Mehmet (Şimşek) Bey’in bütün partilerin ekonomi kurmaylarıyla toplantı yapması formatı daha uygun olabilir. Sayın Özel’in ikinci açıklaması birinciden de vahim; ekonomi suç ortaklığıdır diyor. Bu olaya kadar şöyle düşünüyordum. Daha makul siyaset yapma, marjinal siyasi kodlardan uzaklaştırma. Sistem meselesini, siyasi tartışmaları rejim tartışmasına çevirmeme, toplumla devleti karşı karşıya getirmeme. Bütün bunlardan uzaklaşmayı kıymetli buluyordum. Hatta sayın Cumhurbaşkanımızın ziyareti öncesi şöyle açıklama yaptılar ‘Anket yaptırdık, bu diyalogdan dolayı oyumuz artıyor’ dediler. Türkiye’nin belli siyasi nezaket içerisinde oturup konuşabilmesi lazım. Şimdiye kadar neden yapılmadı? İnanın daha öncekiler randevu isteseydi verilirdi. Burada eylem planı, tırnak içinde paket program yok. Burada Türkiye’nin meselelerine odaklanalım, ortak akıl üretelim. Biz iktidarız, onlar bir şeyler söylüyor, o meseleyle ilgili eylem planımız var. Üç gün sonra adım attığımızda çıkıp ‘biz dedik oldu’ diyorlar. Bu iktidarın görev alanı, yetkileri ile ilgili kapkaççılığa dönüşmemeli. Bunu nezaket ve diyalog içinde tabii ki oturup konuşmalıyız. Demokrasi konuşmak üzere kurulmuş bir rejimdir. Yüksek tansiyon çıkar, ara verilir, arkaya geçilir, grup başkanvekilleri meseleyi değerlendirir ve daha sonra devam edilir. Siyaset nihayetinde Kanarya Sevenler Derneği değil, tabii ki tansiyonu da olacak. Uluslararası ilişkilerde en uzak olduğunuzla, en karşı karşıya olduğunuzla oturup konuşuyorsunuz. Dünyada konuşmadığımız siyasi hareket yok. Dünyada konuşmadığımız mezhep, meşrep, siyasi hareket yok. Türkiye olarak herkese söyleyecek sözümüz var. Bunu iç siyasette de yapabiliriz.

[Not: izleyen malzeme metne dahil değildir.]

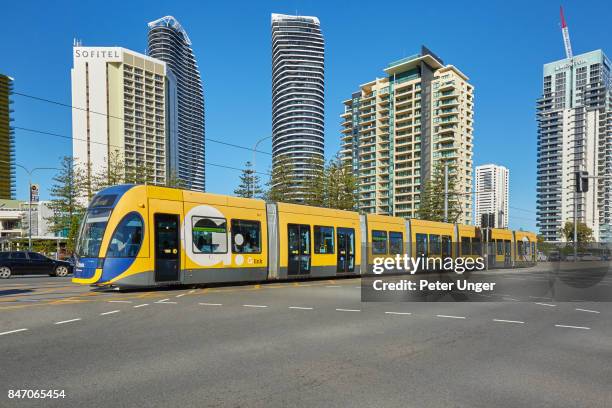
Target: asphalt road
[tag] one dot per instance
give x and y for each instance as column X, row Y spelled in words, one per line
column 297, row 344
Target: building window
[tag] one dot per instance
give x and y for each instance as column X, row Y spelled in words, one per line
column 209, row 235
column 324, row 240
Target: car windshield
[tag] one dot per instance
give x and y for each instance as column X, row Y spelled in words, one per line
column 92, row 232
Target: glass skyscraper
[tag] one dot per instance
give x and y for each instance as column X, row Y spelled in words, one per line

“MAKUL ÇOĞUNLUĞUN DEĞERLERİNE SAHİP ÇIKMAK LAZIM”
Kemal Bey tırnak içinde çocuksu şekilde ‘şu mekan gayrimeşrudur, bu mekan meşrudur’ demişti. Cumhurbaşkanı devletin başıdır, bir binaya girince oraya Cumhurbaşkanı forsu çekilir. Sonuçta özel kalemler arasında oraya karar verilmiştir. Külliye de olur, Çankaya Köşkü de olur. Mekanlar arasında meşruiyet yarışına sokmamak lazım. Hasan Bey o diplomasiyi yürüttü. Kendisi deneyimli devlet adamıdır. Karşı taraf da bir şeyler talep etti, sonuçta bu şekilde karar verildi. Bunlar siyasi konular bile değil. Cumhurbaşkanı devletin başı olarak Meclis’e giriyor, ayağa kalkmıyorlar, bunlar komik olaylar. Suç ortağı ifadesine kadar CHP merkeze çekilme aşamasına iyi gidiyordu. Makul çoğunluğun değerlerine sahip çıkmak lazım.
“ANKARA’NIN ŞEHİR EFSANESİ ÇOKTUR”
Sayın Akşener ile sayın Cumhurbaşkanımızın ne konuştuğu Cumhurbaşkanımızın takdiri. Sayın Akşener genel başkan iken randevu isteseydi bu randevu verilirdi. Ankara’nın şehir efsanesi çoktur. Siyasi nezaketi korumak ve kişisel haklara saygı duymak zorundayız. Sayın Akşener ne açıklamışsa ona riayet etmek lazım. Sayın Akşener o partinin kurucu genel başkanı. Sayın Cumhurbaşkanımız siyaset tarzı olarak görüşme trafiği yoğun lider. Cumartesi ful görüşme bazen Pazar’a da sarkar. Bu onun da belediye başkanlığından beri yürüttüğü bir alışkanlık. Bu görüşmelerde kişisel Cumhurbaşkanına bir şey söyler. Bütün bunları birleştirip tablo çıkarmaya çalışmak, bağlamının dışında yüksek anlamlar yüklemeye çalışmak siyasette doğru sonuçlar vermez.